Vicente e Virginia desfrutavam da sua gloriosa nudez,
enquanto colhiam laranjas em sua propriedade, indiferentes ao trolha que lhes
fazia os acabamentos no telhado da casa, e muito se distraia com aquela
ausência de vergonha, em prejuízo obvio do andamento dos trabalhos, digamos que
seriam não lavradores, mas tão só, recolectores dos prazeres da vida terreal,
da carnal não sabemos, apenas supomos, como o trolha.
Ela chegou no seu carro diretamente dos frescos da Flandres,
em busca do sol e de pessoas afins.
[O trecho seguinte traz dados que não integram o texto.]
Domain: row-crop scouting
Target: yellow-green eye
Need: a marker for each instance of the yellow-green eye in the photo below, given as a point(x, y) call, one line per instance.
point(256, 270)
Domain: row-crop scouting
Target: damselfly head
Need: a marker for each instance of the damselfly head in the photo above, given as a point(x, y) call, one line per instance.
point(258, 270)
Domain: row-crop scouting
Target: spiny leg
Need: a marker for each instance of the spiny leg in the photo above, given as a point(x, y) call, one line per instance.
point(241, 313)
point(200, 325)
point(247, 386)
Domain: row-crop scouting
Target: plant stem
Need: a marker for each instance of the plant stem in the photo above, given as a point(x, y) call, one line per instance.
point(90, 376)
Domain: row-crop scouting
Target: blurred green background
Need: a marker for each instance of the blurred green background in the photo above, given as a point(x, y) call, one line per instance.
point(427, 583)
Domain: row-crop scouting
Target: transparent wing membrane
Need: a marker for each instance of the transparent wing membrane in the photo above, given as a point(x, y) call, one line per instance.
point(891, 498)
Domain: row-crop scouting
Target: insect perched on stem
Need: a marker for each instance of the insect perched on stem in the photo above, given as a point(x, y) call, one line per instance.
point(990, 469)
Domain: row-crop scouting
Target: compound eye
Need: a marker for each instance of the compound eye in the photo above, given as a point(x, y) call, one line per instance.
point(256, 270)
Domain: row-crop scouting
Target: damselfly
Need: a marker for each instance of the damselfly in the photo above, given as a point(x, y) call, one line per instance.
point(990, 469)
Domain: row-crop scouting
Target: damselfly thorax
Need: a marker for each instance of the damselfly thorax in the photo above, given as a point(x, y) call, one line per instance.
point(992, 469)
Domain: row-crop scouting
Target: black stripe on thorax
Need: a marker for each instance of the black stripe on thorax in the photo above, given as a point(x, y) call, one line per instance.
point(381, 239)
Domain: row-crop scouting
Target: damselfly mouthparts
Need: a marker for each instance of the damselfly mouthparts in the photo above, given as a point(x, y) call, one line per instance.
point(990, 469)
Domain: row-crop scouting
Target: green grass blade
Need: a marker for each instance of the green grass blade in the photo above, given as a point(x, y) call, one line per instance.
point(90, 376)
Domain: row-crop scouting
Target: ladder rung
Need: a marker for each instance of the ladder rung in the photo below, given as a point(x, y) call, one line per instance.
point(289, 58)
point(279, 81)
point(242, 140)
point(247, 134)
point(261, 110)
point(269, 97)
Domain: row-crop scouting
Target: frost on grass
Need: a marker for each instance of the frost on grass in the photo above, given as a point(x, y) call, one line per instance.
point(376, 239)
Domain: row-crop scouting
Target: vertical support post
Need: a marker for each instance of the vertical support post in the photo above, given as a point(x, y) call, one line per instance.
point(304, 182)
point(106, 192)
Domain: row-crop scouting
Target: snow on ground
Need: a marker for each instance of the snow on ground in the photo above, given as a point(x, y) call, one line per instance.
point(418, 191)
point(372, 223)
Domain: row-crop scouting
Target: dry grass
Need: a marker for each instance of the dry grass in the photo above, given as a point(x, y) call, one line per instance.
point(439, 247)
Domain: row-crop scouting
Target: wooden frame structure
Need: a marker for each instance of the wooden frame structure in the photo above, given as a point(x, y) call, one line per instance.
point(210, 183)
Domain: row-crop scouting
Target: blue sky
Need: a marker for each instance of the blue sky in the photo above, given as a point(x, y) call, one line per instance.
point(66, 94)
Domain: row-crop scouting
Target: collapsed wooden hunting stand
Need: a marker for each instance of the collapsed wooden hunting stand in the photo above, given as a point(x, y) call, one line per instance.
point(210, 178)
Vinha impregnada de certezas sobre a
naturalidade saudável do crudivorismo vegan, sedenta de sol e mar que lhe
tingissem um pouco as maçãs do rosto e trazia vastos confortos na conta
bancária de rica herdeira.
Ele sobrevivia de fazer pão e de negócios de ocasião, melões
de Odivelas, cerejas do fundão, iguarias que vendia pelas praias, enquanto
discorria sobre os benefícios da alimentação natural, do fabrico caseiro da
pasta de dentes com argila, das delicias de dormir na rua nas noites de julho,
ter um pomar que lhe acudisse á velhice de frugívoro, a ténue esperança no
aparecimento de alguma improvável companheira.
Encontraram-se à esquina
de um enorme sobreiro a cuja sombra
Vicente era devotado, ela tinha vindo procurar uma ervanária naquele vasto
deserto arborizado e lá se demorou em conversas que depressa as evidências do
coração conduziram à sua alma gémea. O amor estava ali deitado em slipes
castanhos, na esquina do sobreiro, esperando por ela.